Configuration¶
Apple Juicer reads configuration from Pydantic settings defined in core/config/settings.py. All environment variables share the APPLE_JUICER_ prefix and support nested keys using double underscores. (@core/config/settings.py#10-68)
Settings Matrix¶
| Variable | Description | Default |
|---|---|---|
APPLE_JUICER_ENVIRONMENT |
Environment label (development, production). |
development |
APPLE_JUICER_SECURITY__API_TOKEN |
Shared secret required by the frontend via X-API-Token. |
dev-token |
APPLE_JUICER_SECURITY__TRUSTED_HOSTS |
Comma-separated origins allowed via CORS. | http://localhost:5173,http://127.0.0.1:5173,localhost |
APPLE_JUICER_POSTGRES__DSN |
Async SQLAlchemy DSN for persistence. | sqlite+aiosqlite:///./temp_data/apple_juicer.db |
APPLE_JUICER_REDIS__URL |
Redis connection string for queues and workers. | redis://localhost:6379/0 |
APPLE_JUICER_BACKUP_PATHS__BASE_PATH |
Root directory containing Finder/iTunes backups. | /data/ios_backups |
APPLE_JUICER_BACKUP_PATHS__TEMP_PATH |
Writable temp directory for decrypted extracts. | /tmp/apple_juicer |
APPLE_JUICER_BACKUP_PATHS__DECRYPTED_PATH |
Host path where decrypted files are stored. | /data/decrypted_backups |
APPLE_JUICER_BACKUP_PATHS__HOST_DISPLAY_PATH |
Optional path displayed in the UI. | None |
APPLE_JUICER_FRONTEND_BASE_URL |
Absolute URL used for constructing frontend links in notifications. | None |
Nested arrays/dicts¶
Use indexed variables for list-like settings. For example:
APPLE_JUICER_SECURITY__TRUSTED_HOSTS__0=https://ui.example.com
APPLE_JUICER_SECURITY__TRUSTED_HOSTS__1=https://admin.example.com
Pydantic will coerce dictionaries and comma-separated strings into actual lists via the trusted_hosts validator. (@core/config/settings.py#10-35)
Secrets¶
- Store API tokens and database credentials in a
.envfile next todocker-compose.ymlor inject them through your orchestrator. - Avoid hardcoding unlock passphrases; the backend only stores passphrases in memory for the lifetime of a session.
Docker Compose Overrides¶
docker-compose.yml demonstrates how to pass the required APPLE_JUICER_* variables to backend and worker containers.

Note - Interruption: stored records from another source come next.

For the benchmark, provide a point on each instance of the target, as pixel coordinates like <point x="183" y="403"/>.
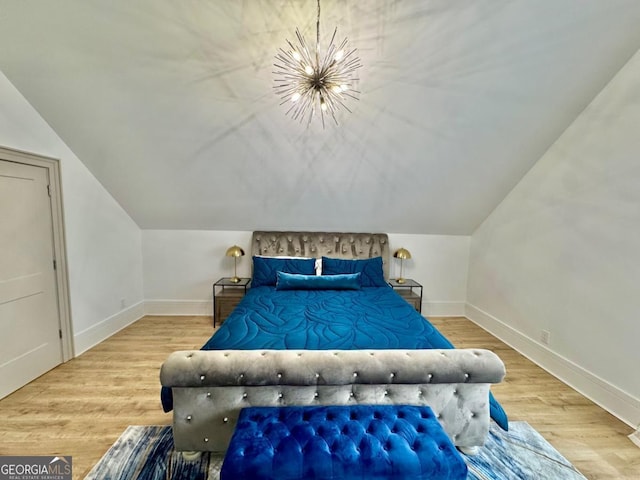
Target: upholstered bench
<point x="341" y="442"/>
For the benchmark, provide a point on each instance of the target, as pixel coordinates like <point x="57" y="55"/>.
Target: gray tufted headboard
<point x="318" y="244"/>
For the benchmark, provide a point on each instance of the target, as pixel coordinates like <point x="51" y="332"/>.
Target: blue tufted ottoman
<point x="341" y="442"/>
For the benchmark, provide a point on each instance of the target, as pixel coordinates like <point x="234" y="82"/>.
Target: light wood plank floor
<point x="80" y="408"/>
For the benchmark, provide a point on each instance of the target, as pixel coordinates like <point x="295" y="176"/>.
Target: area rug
<point x="147" y="453"/>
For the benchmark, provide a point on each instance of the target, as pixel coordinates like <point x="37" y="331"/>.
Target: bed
<point x="341" y="338"/>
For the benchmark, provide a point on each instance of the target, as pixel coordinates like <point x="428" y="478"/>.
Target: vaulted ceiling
<point x="171" y="105"/>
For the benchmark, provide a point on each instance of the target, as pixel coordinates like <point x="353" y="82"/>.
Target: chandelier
<point x="311" y="82"/>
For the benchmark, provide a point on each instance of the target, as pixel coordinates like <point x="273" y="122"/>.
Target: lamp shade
<point x="402" y="254"/>
<point x="234" y="251"/>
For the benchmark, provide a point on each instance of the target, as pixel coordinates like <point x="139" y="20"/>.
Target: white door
<point x="30" y="341"/>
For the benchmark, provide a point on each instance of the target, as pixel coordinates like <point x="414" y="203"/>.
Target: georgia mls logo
<point x="35" y="468"/>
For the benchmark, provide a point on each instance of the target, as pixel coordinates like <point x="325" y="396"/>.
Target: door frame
<point x="59" y="244"/>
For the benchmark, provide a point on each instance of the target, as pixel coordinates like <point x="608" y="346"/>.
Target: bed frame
<point x="211" y="387"/>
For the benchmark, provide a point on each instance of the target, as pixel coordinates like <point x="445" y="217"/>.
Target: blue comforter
<point x="369" y="318"/>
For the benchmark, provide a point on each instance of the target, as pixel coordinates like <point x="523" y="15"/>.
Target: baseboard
<point x="178" y="307"/>
<point x="443" y="309"/>
<point x="615" y="401"/>
<point x="99" y="332"/>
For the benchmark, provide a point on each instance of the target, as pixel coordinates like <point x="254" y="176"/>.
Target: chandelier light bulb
<point x="313" y="82"/>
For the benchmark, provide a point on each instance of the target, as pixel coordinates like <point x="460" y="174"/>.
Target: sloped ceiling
<point x="170" y="104"/>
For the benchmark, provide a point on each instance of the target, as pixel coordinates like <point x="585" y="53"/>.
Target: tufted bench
<point x="341" y="442"/>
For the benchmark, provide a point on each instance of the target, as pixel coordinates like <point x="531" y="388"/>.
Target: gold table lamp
<point x="235" y="252"/>
<point x="403" y="254"/>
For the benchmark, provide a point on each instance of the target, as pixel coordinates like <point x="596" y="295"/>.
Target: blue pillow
<point x="265" y="269"/>
<point x="370" y="269"/>
<point x="290" y="281"/>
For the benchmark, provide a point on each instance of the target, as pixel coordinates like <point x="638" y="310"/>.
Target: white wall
<point x="181" y="265"/>
<point x="103" y="243"/>
<point x="562" y="253"/>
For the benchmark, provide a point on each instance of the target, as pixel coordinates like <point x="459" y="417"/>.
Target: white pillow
<point x="318" y="260"/>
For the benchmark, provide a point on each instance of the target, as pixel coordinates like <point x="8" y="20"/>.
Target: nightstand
<point x="226" y="296"/>
<point x="410" y="290"/>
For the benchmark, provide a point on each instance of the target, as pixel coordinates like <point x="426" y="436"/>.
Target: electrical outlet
<point x="545" y="337"/>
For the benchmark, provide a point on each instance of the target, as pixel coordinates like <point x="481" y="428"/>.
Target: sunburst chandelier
<point x="312" y="83"/>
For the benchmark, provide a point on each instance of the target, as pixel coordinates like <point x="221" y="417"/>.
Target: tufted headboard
<point x="318" y="244"/>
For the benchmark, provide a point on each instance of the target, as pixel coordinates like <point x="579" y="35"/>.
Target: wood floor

Update the volumes section if your backups live elsewhere, and keep mounts read-only for safety. (@docker-compose.yml#3-69)
Local Development¶
Create a .env file for uvicorn and the worker:
APPLE_JUICER_SECURITY__API_TOKEN=dev-token
APPLE_JUICER_POSTGRES__DSN=postgresql+asyncpg://postgres:postgres@localhost:5432/apple_juicer
APPLE_JUICER_REDIS__URL=redis://localhost:6379/0
APPLE_JUICER_BACKUP_PATHS__BASE_PATH=/Users/me/Library/Application Support/MobileSync/Backup
The file is picked up automatically because AppSettings.model_config.env_file includes .env. (@core/config/settings.py#50-58)
Observability¶
Set LOG_LEVEL=debug (FastAPI) or RQ_WORKER_LOG_LEVEL=DEBUG to increase verbosity when diagnosing discovery/indexing.
For structured logging, wrap uvicorn with --log-config pointing at a JSON logging configuration.